Social mobility is considered a hallmark of democratic, capitalist societies. Both democracy and capitalism are assumed to support meritocracy, a system that allows and encourages individuals to occupy social, professional, and political position based on intelligence, ability, and effort. However, structural inequalities such as racial and gender discrimination and the concentration of wealth and power among a small and insular elite can make social mobility extremely difficult for many groups. Sociologists study mobility myths, or widely accepted ideas about social mobility that contrast with the realistic possibilities for upward mobility in a society.
The American dream refers to the idea that the social and political systems of the United States provide all individuals with opportunities to become very successful or wealthy based on hard work and talent. Sociologists examine the concept of the American dream in American society and examine data in order to analyze how relevant or realistic this notion is. A belief that the United States is a country of unlimited opportunity for all people is rooted in America's colonial past and its patterns of expansion. The term American dream came into usage in the 1800s to refer to people who headed west to make their fortunes and to the new wave of European immigrants coming to the United States at that time. By the early 20th century the American dream was synonymous with the idea of upward social mobility. It continues to be a central thread in the American narrative, with many Americans and others believing that while there may be large disparities in income between the upper class and other classes in America, there is much more equality of economic opportunity in the United States than in any other country.

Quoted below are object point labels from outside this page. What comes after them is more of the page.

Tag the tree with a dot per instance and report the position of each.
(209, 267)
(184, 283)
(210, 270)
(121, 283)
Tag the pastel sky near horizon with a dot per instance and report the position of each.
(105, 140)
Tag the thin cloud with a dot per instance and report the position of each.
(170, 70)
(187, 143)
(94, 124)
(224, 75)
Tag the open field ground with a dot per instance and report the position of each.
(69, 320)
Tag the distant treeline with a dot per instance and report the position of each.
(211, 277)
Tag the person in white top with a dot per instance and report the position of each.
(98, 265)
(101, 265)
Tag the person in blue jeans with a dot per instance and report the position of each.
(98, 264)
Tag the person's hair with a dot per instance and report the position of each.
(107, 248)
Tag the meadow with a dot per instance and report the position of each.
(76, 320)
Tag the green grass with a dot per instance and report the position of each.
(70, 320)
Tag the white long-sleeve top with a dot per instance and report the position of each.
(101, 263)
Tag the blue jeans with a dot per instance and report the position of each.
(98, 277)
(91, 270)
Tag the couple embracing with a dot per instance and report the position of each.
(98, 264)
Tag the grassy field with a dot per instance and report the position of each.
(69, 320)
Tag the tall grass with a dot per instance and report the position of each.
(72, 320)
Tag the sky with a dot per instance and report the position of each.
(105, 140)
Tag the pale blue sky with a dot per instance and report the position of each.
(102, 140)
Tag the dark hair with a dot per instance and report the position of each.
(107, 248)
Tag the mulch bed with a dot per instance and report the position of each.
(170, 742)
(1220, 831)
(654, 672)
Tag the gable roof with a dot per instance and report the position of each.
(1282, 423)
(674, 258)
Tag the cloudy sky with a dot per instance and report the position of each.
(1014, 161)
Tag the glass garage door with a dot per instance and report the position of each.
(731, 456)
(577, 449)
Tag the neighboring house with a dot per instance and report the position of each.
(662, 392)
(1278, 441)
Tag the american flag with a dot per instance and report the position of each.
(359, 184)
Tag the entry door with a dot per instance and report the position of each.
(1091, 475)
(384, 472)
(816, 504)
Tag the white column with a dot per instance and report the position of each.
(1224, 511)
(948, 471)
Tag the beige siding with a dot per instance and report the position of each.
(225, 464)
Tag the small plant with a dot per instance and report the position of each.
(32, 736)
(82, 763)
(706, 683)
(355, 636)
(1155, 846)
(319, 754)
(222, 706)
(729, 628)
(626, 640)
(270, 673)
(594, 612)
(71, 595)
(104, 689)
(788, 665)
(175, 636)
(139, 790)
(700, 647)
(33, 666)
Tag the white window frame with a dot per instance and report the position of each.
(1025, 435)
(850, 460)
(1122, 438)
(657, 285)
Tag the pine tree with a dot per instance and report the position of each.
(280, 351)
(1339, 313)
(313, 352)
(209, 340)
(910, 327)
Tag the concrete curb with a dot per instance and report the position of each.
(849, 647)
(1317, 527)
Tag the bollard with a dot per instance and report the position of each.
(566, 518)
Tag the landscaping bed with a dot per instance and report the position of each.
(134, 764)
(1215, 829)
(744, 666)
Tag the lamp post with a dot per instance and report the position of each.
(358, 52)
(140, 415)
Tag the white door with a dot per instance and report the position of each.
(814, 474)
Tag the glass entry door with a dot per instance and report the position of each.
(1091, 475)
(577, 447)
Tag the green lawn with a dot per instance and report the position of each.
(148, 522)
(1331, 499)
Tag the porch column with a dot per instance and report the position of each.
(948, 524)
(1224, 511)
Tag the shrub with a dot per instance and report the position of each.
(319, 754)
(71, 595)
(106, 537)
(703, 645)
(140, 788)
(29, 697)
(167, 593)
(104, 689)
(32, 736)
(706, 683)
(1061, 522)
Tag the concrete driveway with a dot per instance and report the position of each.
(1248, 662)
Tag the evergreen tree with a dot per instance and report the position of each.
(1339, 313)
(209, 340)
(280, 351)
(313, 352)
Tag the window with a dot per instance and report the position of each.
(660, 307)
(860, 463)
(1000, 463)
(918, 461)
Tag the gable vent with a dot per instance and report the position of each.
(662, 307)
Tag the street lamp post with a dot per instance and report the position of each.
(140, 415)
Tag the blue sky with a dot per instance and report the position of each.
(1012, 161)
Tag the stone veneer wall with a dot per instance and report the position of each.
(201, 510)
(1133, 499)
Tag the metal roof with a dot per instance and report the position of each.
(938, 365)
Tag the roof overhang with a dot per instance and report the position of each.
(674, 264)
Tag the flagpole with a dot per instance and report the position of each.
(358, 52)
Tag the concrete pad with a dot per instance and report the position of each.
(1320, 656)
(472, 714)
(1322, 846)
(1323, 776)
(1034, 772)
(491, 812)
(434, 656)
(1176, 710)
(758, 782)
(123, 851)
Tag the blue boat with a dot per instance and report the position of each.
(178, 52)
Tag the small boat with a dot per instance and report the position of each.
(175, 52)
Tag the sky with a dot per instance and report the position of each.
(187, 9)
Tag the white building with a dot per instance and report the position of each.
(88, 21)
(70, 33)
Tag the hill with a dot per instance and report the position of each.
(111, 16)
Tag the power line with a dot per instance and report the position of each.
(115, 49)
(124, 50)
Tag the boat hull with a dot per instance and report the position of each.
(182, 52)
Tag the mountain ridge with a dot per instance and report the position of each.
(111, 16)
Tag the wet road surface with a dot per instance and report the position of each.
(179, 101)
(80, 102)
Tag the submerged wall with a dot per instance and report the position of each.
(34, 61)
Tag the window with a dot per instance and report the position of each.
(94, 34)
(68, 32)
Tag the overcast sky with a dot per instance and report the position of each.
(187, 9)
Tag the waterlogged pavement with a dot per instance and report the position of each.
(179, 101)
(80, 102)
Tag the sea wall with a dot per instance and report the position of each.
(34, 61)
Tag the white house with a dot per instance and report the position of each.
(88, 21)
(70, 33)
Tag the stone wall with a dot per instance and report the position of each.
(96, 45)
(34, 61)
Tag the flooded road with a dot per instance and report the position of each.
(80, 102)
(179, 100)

Sociologists look at data that reflect how and when social mobility truly occurs. For example, data show that in the late 19th century there was much greater social mobility in America than in Great Britain. On the other hand, sociologists note that most social mobility was experienced by white people, particularly white men. Furthermore, social mobility in the United States slowed down and stalled over the course of the 20th century but increased in Europe. As a result, social mobility is lower in the United States than in most of Europe. In the United States, the vast majority of people born into the bottom rung of the socioeconomic ladder never move into the middle class. Some of those born into the lowest rung move up slightly but still remain poor. Americans who are born into the middle class have slightly better chances of moving up into the highest economic level, but for the most part they remain middle class. Belief in the American dream, however, remains strong across most social groups in the United States. Sociologists investigate why that belief persists, what the American dream means to different people, and what data suggest about changes in social mobility over time.